Thinking about investing in turnkey properties in Pittsburgh. Make sure you read this article which reveals the 5 secret keys to building a passive cash flow with turnkey property – which works here in the zip code, and elsewhere.
Most people work their whole lives and then retire at 65 with little to show for it. But turnkey property investors know that building a passive cash flow portfolio will allow them to retire early and very comfortably. If you’re thinking about creating your own real estate portfolio, here are 5 keys to building a passive cash flow with turnkey property in Pittsburgh.
#1. Find the capital
Turnkey properties are often much more affordable than what you might pay for a house that you want to live in. But you’ll still need the capital, of course. There are many sources you can use – from money in a cash account to an inheritance and even your IRA. (Call us at and we can help you figure out a few other ways to get capital as well.)
#2. Acquire one property
For some investors, it’s a big leap to buy a large portfolio of turnkey real estate. It might be a good step for some but if you find it intimidating then we suggest starting with one property. Put it into your portfolio and see the benefits, then get another one and another one. Many of our clients acquire several – some get them all at once and some invest in them over time.
#3. Get comfortable and see the process
Once you see the process of how it works, you’ll see how simple it is. Plus, once the cash flow starts coming in, you’ll be really excited and want to invest more. Some people spend some of their cash flow (if it’s not in an IRA) and then save the rest to invest in another property.
#4. Find more capital
Once you feel good about the process and how easy it is to own your first turnkey property and to have all that cash flow coming in, we think you’ll want to do more!
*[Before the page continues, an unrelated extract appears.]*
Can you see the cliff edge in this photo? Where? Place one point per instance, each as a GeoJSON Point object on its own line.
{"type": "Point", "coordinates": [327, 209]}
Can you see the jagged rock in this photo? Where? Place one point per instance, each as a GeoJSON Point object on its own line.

So then you can go out and start finding other ways to get capital – if you didn’t before, maybe now get a Self-Directed IRA and put some turnkey properties in there, for example. Or perhaps take out a loan to fund more.
#5. Partner with others
A more advanced strategy would be to even partner with others. This can work in a few different ways but you might think of it like this: the other person puts up some of the money and you put up some of the money and/or your own connections to a turnkey real estate company like us, and then you split the cash flow.
Turnkey cash flowing real estate can be a great addition to your portfolio, and these 5 keys to building a passive cash flow with turnkey property will help you build a cash flowing portfolio.